Estas declaraciones podrían llevar a pensar que Caitlin Moran está en contra de la pornografía, pero no es así. Sí está en contra de una industria pornográfica que reproduce estereotipos poco liberadores. Lo peor de esta situación, afirma, es que los niños y los adolescentes, cuya educación sexual pasa por internet, se ven abocados a modelos rígidos y sexistas que pueden condicionarles durante el resto de su vida: “no es sólo su educación sexual (una serie de hechos y detalles prácticos, y la información básica de dónde va cada cosa, o dónde podría ir si uno pone el suficiente empeño) lo que los niños están sacando de la red. Es también lo más recóndito de su sexualidad. Algo que alimenta su imaginación, al tiempo que incide en los aspectos prácticos”. La autora considera que no debería haber una sola pornografía, sino muchas, y que el porno de los 70 y los 80 era más libre: “por muy limitada, fragmentaria o centrada en Trevor Eve, que fuera la pornografía de mi adolescencia, había, al menos, cierto equilibrio entre el material que yo iba encontrando, cierta variedad.
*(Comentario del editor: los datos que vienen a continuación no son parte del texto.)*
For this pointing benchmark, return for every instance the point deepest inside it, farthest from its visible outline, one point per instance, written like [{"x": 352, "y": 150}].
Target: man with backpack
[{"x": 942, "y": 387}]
Tuve enaguas y espías y bosques y monjas y tríos en tumbonas al sol, y vampiros y cobertizos y chicles y faunos y asientos traseros de Ford Capris; y, casi siempre, incluso cuando leía algo del siglo XIX, las chicas lo pasaban bien. Las mujeres tenían orgasmos. Sus deseos se complacían. En realidad, esos eran los deseos de las mujeres”.

 


[i] Caitlin Moran: “Me llamaron ‘macho’ por hablar de la masturbación femenina”, entrevista en S MODA (EL PAÍS) a cargo de Begoña Gómez Urzaiz, 27 de junio de 2013.

[ii] Ibíd.

[iii] Cómo ser crítica musical (y divertidísima), reportaje de Miqui Otero para EL PAÍS, 30 de julio de 2013.

El resto de las citas pertenecen a Cómo ser mujer, Caitlin Moran (Anagrama, Barcelona, 2013). Por orden de aparición en la reseña: p. 42, p. 97, p. 94, p. 95, p. 104, p. 44 y p. 46.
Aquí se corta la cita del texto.